In February 2014, Bosnia-Herzegovina witnessed its largest and most dramatic wave of civic protests since the end of the 1992–1995 war and the signing of Dayton Peace Accords. Confrontations with the police and the destruction of dozens of government buildings subsequently gave way to the formation of plenums – town hall assemblies – where protesters collectively articulated their grievances against the country's corrupt and deeply unpopular political authorities. The plenums emphasized Bosnia's pressing problems of widespread unemployment, rising poverty and corruption, and in so doing sidelined the ossified nationalist rhetoric and identity politics. This article analyzes the main representations of protests, and the sociopolitical and economic pressures that helped usher in this massive public uprising.
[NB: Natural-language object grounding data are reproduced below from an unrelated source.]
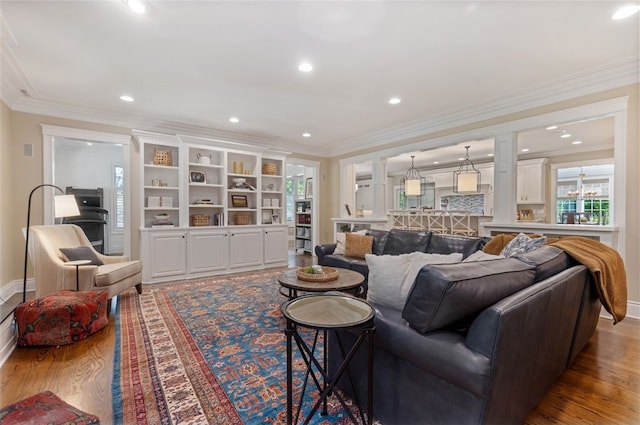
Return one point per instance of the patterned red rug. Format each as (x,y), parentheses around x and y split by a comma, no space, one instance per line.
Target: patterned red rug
(206,351)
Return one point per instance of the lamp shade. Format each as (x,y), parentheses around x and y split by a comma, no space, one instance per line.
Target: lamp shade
(468,182)
(466,179)
(65,206)
(412,187)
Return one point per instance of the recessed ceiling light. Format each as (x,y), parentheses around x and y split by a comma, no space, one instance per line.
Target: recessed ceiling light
(305,67)
(136,6)
(626,11)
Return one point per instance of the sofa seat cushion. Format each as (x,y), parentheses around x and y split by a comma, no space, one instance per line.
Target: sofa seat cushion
(392,276)
(406,241)
(444,295)
(61,318)
(109,274)
(445,244)
(548,260)
(441,353)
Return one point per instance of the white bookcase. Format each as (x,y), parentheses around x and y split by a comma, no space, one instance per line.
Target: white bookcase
(223,206)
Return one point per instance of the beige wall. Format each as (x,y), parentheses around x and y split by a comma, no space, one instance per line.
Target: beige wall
(632,228)
(6,193)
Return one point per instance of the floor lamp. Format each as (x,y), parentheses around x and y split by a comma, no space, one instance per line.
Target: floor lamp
(64,206)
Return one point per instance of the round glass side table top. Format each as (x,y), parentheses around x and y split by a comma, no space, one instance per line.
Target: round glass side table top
(328,311)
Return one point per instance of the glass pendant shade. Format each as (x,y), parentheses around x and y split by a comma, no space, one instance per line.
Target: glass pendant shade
(466,179)
(412,181)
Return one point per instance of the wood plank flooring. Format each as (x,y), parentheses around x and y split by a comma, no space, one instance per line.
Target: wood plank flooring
(601,387)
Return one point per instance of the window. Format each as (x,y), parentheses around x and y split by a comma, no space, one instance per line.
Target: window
(585,191)
(294,191)
(118,190)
We demonstrate how protesters sought to break out of the impasses of post-Dayton ethnic politics by actively recuperating and representing alternative visions of participatory politics and popular sovereignty associated with socialist-era imaginaries and embodied in the plenum. We argue that these efforts signal the emergence of a new kind of prefigurative politics that provide alternative practices of political organization, decision-making, and sociability in Bosnia and beyond.

coauthored with Azra Hromadžić (Syracuse University)

https://doi.org/10.1177/0308275X17719988


“Who Sows Hunger, Reaps Rage”

On Justice, Indignation and the New Collective Subject of the Bosnian Uprising

In Southeast European and Black Sea Studies, 2016

This paper reflects upon the socio-economic legacies of Dayton Peace Accords, and the ways in which these legacies were brought into focus by the 2014 Bosnian Uprising. This wave of protests, which started in February of 2014 in the industrial city of Tuzla but quickly spread all over the country, was the (un)anticipated result of rising popular indignation over high unemployment, economic decline and general sense of futurelessness. Protesters attacked both symbolic and literal centres of power, targeting local political elites whose self-serving behaviours and insolent attitudes helped deepen the post-war political and economic crisis. Combining long-term ethnographic research of post-war grassroots politics with more recent investigations of the effects of post-war deindustrialization, this paper anchors the new politics of indignation in Bosnia in its broader historical context. The 2014 protests, this paper argues, demarkate Dayton Bosnia as a postsocialist space, deeply transformed by ongoing socio-economic restructuring, and changing conceptions of political solidarity, social justice and political action.

https://doi.org/10.1080/14683857.2015.1126095


Conundrums of Ethnological and Anthropological Research in Bosnia-Herzegovina

In Ethnologia Balkanica, 2014

2014. Conundrums of Ethnological and Anthropological Research in Bosnia-Herzegovina. Invited Contribution to the Special issue on Ethnology in the Balkans. Ethnologia Balkanica 17: 45-54.